Şimdi müteahhit, imar yasası vs vs günlerdir binlerce kez duyduğumuz şeyler var. Yanlışlar bunlar değil. Bizim yaptığımız yanlış kolayca ayrışmak oldu. Hemen her şeyde diğerini yalnız bıraktık. O benden değil, şu senden derken ne oldu biliyor musun? Yalnız kaldık. Yalnız kalınca da aynı o tacize uğrayan kadının susması gibi sustuk işte çünkü yalnızlık tek başına gelmedi. Yalnızlık yanında korkuyu getirdi. Korku bizi güçsüzleştirdi. Güçsüz olunca sesimizi yitirdik. Eğer herkes aynı anda korkmazsa ne depremde ölürüz ne de kadın cinayetinde. Çünkü aynı anda korkmazsak kocaman bir ses oluruz. Bir daha asla imar yasası çıkamaz, bir daha asla temeli, kirişi çürük bina yapılamaz, bir daha asla o kadının da orada ne işi var diyemezler. Aynı anda korkmazsak hukuk ve adalet sistemi kendiliğinden yeniden inşa olur. Hukuk olan yerde de her şeyin bir karşılığı olur. Yanlış yaptığımız şey buydu bence. Umarım ders almışızdır.
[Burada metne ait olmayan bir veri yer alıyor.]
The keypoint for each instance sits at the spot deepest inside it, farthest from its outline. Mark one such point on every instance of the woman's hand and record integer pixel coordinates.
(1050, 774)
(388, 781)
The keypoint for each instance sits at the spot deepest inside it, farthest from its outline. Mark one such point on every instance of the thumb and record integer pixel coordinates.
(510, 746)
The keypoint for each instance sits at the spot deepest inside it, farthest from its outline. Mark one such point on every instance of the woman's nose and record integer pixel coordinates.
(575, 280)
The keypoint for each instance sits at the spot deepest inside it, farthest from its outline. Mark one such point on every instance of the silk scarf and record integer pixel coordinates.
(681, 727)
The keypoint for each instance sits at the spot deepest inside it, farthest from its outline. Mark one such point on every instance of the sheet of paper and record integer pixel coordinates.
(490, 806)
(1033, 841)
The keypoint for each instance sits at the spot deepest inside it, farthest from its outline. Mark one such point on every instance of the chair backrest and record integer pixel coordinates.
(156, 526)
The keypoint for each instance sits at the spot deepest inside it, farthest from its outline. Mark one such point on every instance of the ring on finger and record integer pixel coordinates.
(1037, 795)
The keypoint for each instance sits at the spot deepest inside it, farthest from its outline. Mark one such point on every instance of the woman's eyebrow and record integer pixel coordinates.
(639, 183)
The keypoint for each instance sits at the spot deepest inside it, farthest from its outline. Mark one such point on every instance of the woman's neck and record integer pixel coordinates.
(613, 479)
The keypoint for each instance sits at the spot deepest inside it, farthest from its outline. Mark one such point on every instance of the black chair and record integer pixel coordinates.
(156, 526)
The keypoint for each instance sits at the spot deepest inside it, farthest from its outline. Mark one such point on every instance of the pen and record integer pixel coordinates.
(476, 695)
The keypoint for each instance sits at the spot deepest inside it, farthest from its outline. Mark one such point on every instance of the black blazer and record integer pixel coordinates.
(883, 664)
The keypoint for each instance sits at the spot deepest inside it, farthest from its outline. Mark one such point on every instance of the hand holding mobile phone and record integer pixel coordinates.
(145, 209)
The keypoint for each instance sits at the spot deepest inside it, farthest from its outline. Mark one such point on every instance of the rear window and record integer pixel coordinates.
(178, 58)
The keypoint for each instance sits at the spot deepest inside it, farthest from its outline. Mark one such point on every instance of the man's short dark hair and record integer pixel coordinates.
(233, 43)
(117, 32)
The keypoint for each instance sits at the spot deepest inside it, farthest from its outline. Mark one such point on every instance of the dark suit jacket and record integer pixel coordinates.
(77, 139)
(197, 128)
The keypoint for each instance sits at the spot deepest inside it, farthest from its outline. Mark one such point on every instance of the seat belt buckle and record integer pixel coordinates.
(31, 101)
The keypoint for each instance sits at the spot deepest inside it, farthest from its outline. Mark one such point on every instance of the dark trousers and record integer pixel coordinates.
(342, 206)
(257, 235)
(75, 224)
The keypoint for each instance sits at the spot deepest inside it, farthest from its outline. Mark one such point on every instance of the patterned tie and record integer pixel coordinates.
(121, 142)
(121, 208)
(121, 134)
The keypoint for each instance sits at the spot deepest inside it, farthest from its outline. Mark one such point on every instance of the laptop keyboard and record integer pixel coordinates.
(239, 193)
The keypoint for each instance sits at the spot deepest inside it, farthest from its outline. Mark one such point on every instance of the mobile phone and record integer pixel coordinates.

İlay Bilgili kimlerden besleniyor, niçin yazıyor, bu aralar ne yazıyor ya da neler yazmak istiyor?
Ben özgürlüğe, eşitliğe, adalete, saygıya inanırım. Tüm yaşamımı bunun üzerine kurmaya çalışıyorum. Kızımı da böyle büyütmeye çalışıyorum. Dolayısıyla, bunların karşısında olan her şeye çomak sokmak istiyorum. Yapı olarak da susup kenara çekilen birisi değilimdir. Dolayısıyla, kalemim ve yazınım bana göre toplumda çarpık olan her şeye değinir, bunu taktiksel olarak da yapmam. Yazdığım ne varsa kalbimde gece beni uyutmayan şeylerdir. Depremden önce, hazır şu içimde bas bas bağıran kadından da kurtulmuşken maden ve maden göçüklerine kafayı takmıştım. Sürekli aynı sebepten tekrar eden bu faciaların göz göre göre olmasına katlanamıyorum. Sebeplerine bakmaya çalıştım bir ara. Cahillik, yine korku, yine kadercilik en az güçlü patronlar kadar suçluydu. Sonra deprem oldu. Deprem hakkında yazar mıyım bilmiyorum ama yazsam bile acı pornosu değil bir değişimi yazmak isterim. Enkazın altında binlerce can kaldı, bu enkazda korkunun, kolektif sessizliğin ne kadar payı var bunu aramak isterim.
Memleketimi ve diğer on bir şehri yeniden kuracağız. Kırgınız, öfkeliyiz, üzgünüz ama umutluyuz. Oradaki insanların bize ihtiyacı var, bunun unutulmamasını istiyorum. Güvendiğiniz her türlü dayanışmada elinizden geldiğince yer almaya çalışın lütfen. Elli gün oldu, hâlâ terlik, erzak, hijyen malzemesi sıkıntısı var. Unutmayacağız demeyiniz, unutmamak bir eylemdir. Dayanışmayla kalın. Çok teşekkür ediyorum Kadir, bu zor zamanlarda bir küçük nefes oldu.
Sevgili İlay tüm kalbimle yazmaya, anlatmaya devam etmeni dilerim. Kalbimiz kırık hem de çok. Birlikte, el ele iyileşmeyi umuyorum.